Whats going on with fine-tuning again?

It is explained in the cs231n post:
This is motivated by the observation that the earlier features of a ConvNet contain more generic features (e.g. edge detectors or color blob detectors) that should be useful to many tasks, but later layers of the ConvNet becomes progressively more specific to the details of the classes contained in the original dataset

Should you always retrain all the layers after the highest one you are training? Specific example – lets say you want to fine tune the last convolutional layer of a CNN – Should you also train the dense layers after it? I could just train that convolutional layer, holding the dense layers as untrainable.

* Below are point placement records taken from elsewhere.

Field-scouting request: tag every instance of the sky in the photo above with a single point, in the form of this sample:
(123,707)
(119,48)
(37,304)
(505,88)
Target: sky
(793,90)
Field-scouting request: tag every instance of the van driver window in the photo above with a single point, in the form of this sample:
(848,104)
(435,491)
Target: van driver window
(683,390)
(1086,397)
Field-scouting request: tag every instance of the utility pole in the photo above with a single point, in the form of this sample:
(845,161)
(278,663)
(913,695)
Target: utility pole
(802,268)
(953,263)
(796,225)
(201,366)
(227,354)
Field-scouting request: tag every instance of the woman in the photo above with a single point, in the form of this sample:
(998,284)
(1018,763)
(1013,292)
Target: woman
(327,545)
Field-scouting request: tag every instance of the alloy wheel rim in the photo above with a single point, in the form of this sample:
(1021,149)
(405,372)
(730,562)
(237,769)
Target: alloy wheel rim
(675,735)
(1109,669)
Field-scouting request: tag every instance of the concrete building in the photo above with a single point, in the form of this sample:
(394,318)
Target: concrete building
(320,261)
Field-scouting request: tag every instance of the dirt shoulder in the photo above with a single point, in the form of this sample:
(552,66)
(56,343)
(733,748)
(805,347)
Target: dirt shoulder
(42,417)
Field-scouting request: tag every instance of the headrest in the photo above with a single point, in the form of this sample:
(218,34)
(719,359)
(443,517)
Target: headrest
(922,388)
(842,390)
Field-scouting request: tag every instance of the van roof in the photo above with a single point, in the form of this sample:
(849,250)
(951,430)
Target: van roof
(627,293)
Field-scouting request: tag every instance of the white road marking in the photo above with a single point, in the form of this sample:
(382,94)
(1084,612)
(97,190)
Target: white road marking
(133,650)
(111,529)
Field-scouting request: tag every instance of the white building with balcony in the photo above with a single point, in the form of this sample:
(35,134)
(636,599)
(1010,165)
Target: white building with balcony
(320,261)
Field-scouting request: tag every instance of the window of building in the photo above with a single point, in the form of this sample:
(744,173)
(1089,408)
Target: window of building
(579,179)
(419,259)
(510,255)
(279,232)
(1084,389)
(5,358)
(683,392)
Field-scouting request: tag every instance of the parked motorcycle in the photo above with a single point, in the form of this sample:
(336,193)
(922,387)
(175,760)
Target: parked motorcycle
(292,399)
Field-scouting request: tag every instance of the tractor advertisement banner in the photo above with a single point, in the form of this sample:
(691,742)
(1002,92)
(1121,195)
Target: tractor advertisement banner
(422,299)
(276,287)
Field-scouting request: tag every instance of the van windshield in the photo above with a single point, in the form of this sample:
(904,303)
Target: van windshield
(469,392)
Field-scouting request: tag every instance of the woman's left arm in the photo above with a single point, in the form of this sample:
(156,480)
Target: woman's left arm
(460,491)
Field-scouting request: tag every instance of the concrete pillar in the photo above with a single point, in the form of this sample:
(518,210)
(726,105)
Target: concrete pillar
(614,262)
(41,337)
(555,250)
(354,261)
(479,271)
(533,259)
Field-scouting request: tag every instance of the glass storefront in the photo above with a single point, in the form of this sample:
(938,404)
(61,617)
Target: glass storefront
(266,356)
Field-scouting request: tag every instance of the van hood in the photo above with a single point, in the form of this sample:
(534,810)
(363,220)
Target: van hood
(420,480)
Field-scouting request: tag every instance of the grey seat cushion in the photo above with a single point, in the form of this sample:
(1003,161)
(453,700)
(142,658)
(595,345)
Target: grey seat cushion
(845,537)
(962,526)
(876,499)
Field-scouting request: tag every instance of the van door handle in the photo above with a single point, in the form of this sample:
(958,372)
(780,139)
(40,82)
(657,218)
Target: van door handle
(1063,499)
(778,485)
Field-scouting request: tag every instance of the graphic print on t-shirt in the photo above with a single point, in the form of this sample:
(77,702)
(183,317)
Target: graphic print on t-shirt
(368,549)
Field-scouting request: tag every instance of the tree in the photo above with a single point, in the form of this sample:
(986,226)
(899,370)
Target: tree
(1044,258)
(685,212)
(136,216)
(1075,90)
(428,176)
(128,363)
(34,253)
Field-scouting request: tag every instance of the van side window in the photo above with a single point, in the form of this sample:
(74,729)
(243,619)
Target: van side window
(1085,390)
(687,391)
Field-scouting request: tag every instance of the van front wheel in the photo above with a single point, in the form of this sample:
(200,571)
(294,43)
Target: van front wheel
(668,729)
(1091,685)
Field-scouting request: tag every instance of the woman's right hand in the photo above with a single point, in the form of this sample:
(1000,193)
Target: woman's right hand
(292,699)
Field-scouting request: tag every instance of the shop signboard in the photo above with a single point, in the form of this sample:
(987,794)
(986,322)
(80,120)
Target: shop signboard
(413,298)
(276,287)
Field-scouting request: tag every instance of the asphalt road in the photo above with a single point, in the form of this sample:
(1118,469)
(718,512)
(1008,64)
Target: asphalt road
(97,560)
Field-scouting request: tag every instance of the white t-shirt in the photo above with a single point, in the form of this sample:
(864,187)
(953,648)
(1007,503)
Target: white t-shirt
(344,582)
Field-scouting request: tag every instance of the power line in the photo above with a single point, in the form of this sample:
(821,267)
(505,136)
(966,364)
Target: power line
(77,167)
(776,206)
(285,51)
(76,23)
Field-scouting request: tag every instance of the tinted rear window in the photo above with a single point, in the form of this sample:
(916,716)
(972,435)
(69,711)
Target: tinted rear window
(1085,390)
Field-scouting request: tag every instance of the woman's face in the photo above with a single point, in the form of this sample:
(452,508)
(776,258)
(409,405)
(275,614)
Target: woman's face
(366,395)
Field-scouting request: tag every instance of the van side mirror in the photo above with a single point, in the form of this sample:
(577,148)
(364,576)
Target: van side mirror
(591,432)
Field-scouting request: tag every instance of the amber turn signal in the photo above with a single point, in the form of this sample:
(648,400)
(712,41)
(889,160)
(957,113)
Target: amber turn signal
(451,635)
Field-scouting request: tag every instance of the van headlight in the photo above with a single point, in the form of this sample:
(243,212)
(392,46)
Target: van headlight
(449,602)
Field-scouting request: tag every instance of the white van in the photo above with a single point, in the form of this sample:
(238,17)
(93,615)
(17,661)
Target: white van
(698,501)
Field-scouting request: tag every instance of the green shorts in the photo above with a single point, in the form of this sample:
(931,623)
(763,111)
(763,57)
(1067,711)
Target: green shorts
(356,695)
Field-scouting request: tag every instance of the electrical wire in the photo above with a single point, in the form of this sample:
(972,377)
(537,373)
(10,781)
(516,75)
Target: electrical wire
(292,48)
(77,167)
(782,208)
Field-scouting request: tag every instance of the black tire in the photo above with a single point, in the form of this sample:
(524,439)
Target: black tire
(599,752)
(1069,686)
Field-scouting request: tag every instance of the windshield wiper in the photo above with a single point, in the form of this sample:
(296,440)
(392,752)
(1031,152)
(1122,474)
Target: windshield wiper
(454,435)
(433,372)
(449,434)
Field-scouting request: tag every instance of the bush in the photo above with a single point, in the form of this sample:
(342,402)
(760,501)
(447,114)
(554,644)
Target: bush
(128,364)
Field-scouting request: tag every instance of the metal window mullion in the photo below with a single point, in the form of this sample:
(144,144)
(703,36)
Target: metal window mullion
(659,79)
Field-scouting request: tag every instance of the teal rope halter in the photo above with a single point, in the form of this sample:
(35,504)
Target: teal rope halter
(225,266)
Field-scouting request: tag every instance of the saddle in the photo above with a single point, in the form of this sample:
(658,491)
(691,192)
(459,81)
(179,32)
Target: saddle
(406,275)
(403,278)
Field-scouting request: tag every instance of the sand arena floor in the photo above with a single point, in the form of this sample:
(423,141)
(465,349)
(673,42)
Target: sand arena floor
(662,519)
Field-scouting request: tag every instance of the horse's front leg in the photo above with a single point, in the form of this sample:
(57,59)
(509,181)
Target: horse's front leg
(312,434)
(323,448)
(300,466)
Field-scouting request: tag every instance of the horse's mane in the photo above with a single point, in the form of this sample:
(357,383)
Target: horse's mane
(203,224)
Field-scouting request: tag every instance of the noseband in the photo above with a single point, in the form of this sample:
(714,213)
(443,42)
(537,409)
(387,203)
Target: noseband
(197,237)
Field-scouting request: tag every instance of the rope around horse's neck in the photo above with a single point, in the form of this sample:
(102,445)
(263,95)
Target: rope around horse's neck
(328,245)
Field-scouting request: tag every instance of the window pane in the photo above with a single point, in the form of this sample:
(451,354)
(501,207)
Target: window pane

Does that make sense?

More specifically, lets say I retrain all the dense layers (fine tuning for a dataset). Then I want to retrain the last convolutional layer – should I ONLY train that layer – would that make my training converge faster? I am going to run the experiment, but I wanted to see what others thought of this.

@resdntalien I’m not an expert (yet ;-)) but my understanding is that at least in your first specific example you always want to train all of the layers that you’ve added after popping other layers off the pre trained model. Those “dense layers after it” that you talk about should be new layers with random weights before retraining. I’m not aware of any methods where you insert a layer into the middle of a network and don’t train above or below it, but I could be wrong. Intuitively it doesn’t make sense to me though because the optimal function should already have been found.

With regards to your second example though you don’t always want to only pop and retrain a single new layer; it really depends on how well the pre trained model fits to your problem. @jeremy covers this in lesson 3 when he talks about tackling the state farm distracted driver problem vs the cats and dogs classifier. The Imagenet model that serves as the starting point is much more suited to cats and dogs because it’s already finding them. So you can pop a single layer and get good results. The distracted driver requires you to pop more layers and retrain the model so that it’s more suited to find elements that indicate ditraction.

Does that answer your question?

1 Like

@ben.bowles, where is “your " finetune ? In vgg16.py ? Mine in vgg16.py is, quite different from yours, confused here.
def finetune(self, batches):
”""
Modifies the original VGG16 network architecture and updates self.classes for new training data.

        Args:
            batches : A keras.preprocessing.image.ImageDataGenerator object.
                      See definition for get_batches().
    """
    self.ft(batches.nb_class)
    # get a list of all the class labels
    classes = list(iter(batches.class_indices))

    # batches.class_indices is a dict with the class name as key and an index as value
    # eg. {'cats': 0, 'dogs': 1}

    # sort the class labels by index according to batches.class_indices and
    # update model.classes
    for c in batches.class_indices:
        classes[batches.class_indices[c]] = c
    self.classes = classes